Let me second Jen, "the course blog, well that freaks me a bit." I don't know what to write here that will contribute in a meaninful way.

It's really hard for me to do the Tues-Wed spike because of commitments here at Mizzou and so I think the posts or comments that I have made thus far fall flat because I'm not there. Well, and, because I think I have to think up something super-intelligent to say. I'll deal with that. And, I can post more and comment more, but I need an example and/or suggestions. Got any?

Posted by: Marcia at February 20, 2005 12:49 AM

I'm struggling with the same issues. I start thinking about posts on Fridays, but seldom end up with one for the course until after I've worked out several other "writings" that don't appear in top-line blog stuff.

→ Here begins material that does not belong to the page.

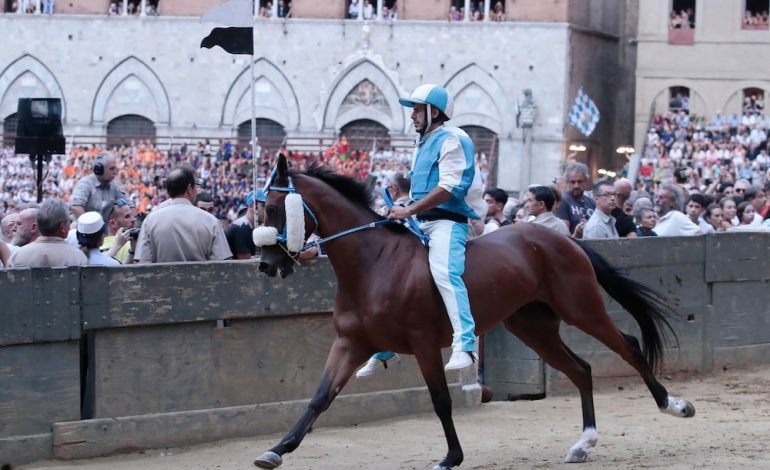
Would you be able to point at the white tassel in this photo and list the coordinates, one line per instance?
(295, 222)
(265, 236)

I feel more comfortable discussing the readings that the ideas of networking and blogging because it gives me a reference that at least seems tangible. I admit I could focus more on the concepts themselves and trying to see blogging and connectivity in a more tangible way.

Posted by: Chris Geyer at February 22, 2005 08:45 AM

I've been a slave to the Tu/Wed spike because my weekends recently have been so busy and have taken me offline, so I don't really get geared up to respond until later in the cycle. Also, mid-week days are just more available to me for course work. I do, however, often get time to read and ponder what I might post before I get back to the computer.

We do seem to have developed a genre of one, significant masterstroke for the week in the course blog. A product of our rhetorical situation or economies of time?

I don't know about the traffic on del.icio.us, but I love cruising everyone's links and I often get lost far afield. Thanks to you all, I believe I understand why they named it that.